II. Authority for and source of the right

The source for the Shield Law protections in Colorado are found in C.R.S. § 13-90-119, which grants a qualified privilege protecting newspersons from subpoenas in judicial proceedings. See also, C.R.S. §§ 24-72.5-101 through 106 (qualified privilege to newspersons in administrative proceedings), addressed more fully at Section II D. The privilege created by the Shield Law are similar to those at common law. In order to trump the privilege, the information sought must be a) integral to the case; b) not available from any alternative source; and c) the need for the information outweighs the prevailing First Amendment interest.
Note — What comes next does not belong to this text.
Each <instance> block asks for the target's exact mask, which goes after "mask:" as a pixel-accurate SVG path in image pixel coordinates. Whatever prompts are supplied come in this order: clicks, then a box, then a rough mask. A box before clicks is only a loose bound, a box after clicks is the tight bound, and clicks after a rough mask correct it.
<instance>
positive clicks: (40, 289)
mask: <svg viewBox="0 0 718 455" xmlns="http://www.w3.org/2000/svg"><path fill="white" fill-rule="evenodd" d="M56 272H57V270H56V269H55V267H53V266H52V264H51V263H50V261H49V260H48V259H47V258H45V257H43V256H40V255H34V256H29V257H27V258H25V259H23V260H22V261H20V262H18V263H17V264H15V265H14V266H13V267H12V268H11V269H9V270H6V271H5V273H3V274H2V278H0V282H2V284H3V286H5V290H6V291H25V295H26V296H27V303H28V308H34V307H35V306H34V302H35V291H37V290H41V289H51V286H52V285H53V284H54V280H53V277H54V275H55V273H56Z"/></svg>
Before the Colorado legislature's enactment of the Shield Law protections in 1990, many state trial courts had acknowledged the existence of a common law privilege. See, e.g., Jones v. Woodward, 15 Media L. Rep. 2060 (Denver Dist. Ct. 1988) (using qualified privilege to grant reporter's motion to quash subpoena). However, the state appellate courts had weighed in on the privilege issue, asserting that there was no privilege under the Colorado constitution. See Pankratz v. District Court, 609 P.2d 1101 (Colo. 1980) (a reporter must testify before a grand jury because he was the only witness to criminal conduct); Gagnon v. District Court In & For Cty. of Freemont, 632 P.2d 567 (Colo. 1981) (defendant/reporter required to provide confidential source and documents in defamation action because information was "clearly relevant").